The impact of GWF satellite data on GLA analyses of the thermal structure of two oceanic extratropical cyclones are presented. The two storms developed nearly simultaneously in the western Pacific and Atlantic oceans during January 1979. In addition to describing the satellite data impact on temperature and static-stability distributions within each storm, implications of the impact on available potential energy and on the baroclinic growth of the cyclone are discussed.

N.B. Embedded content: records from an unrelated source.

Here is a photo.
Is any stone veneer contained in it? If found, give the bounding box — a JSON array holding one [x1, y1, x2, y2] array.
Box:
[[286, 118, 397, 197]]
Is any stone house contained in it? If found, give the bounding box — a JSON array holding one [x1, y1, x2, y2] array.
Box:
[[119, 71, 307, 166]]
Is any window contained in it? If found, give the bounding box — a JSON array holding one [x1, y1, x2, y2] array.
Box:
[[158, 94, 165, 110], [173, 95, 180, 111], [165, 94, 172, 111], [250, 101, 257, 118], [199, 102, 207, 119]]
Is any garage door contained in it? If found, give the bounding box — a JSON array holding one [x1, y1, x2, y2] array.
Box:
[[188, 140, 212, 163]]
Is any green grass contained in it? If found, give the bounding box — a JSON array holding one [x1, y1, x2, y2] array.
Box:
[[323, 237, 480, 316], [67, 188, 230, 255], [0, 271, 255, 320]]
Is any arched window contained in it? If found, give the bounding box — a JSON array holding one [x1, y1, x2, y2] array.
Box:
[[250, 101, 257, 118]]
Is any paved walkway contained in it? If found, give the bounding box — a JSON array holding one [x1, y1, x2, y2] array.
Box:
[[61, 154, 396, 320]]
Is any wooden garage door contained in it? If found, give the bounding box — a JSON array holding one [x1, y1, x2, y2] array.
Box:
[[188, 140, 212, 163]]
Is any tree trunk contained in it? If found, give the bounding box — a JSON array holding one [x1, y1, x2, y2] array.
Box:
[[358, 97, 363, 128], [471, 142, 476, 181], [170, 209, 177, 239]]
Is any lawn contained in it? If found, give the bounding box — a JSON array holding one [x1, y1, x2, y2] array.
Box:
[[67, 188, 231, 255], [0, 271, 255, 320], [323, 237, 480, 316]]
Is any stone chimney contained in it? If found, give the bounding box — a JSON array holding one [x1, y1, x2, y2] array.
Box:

In the comparison of CLA analyses with (SAT) and without (NOSAT) the satellite temperature soundings produced by 1,be NOAA/NESS retrieval method, the results show sizable temperature differences between the two analyses for both storms. Characteristic features include the following: 1) warmer SAT temperature within NOSAT thermal through and colder SAT temperatures within NOSAT thermal ridges 2) a difference in sign or magnitude of the temperature impact between the upper troposphere and the lower troposphere, and 3) an evolution of a significant, satellite-data cold bias located within and paralleling the evolution of the low-tropospheric thermal ridge close to the cyclone center. The satellite temperature impact in the low troposphere increases tropospheric static in the central storm area and decreases troposhperic stability in the cold troughs both to the rear and ahead of the cyclone.

Although the net effect of area-averaged satellite temperature impact for the storms is small, the association of warmer temperature with NOSAT thermal trough and colder temperatures with thermal ridges reduces the areal temperature stability variance within the Pacific storm area. The reduction for the Atlantic storm region is less. For the Pacific storm the satellite temperature impact led to a 10% reduction of available potential energy, a significant reduction in vertical phase tilt of the tropospheric temperature structure, and a potentially greater than 10–20% reduction of the baroclinic rate of cyclone-scale waves. The decreased baroclinic amplification is inferred from stabilization of the highest lapse rates and a reduction of the largest vertical thermal-wind shears in the low troposphere of the storm area. Overall the results stress the need to identify characteristics of satellite temperature-sounding impacts on the baroclinic structure of cyclone waves, which potentially degrade numerical weather prediction of cyclogenesis.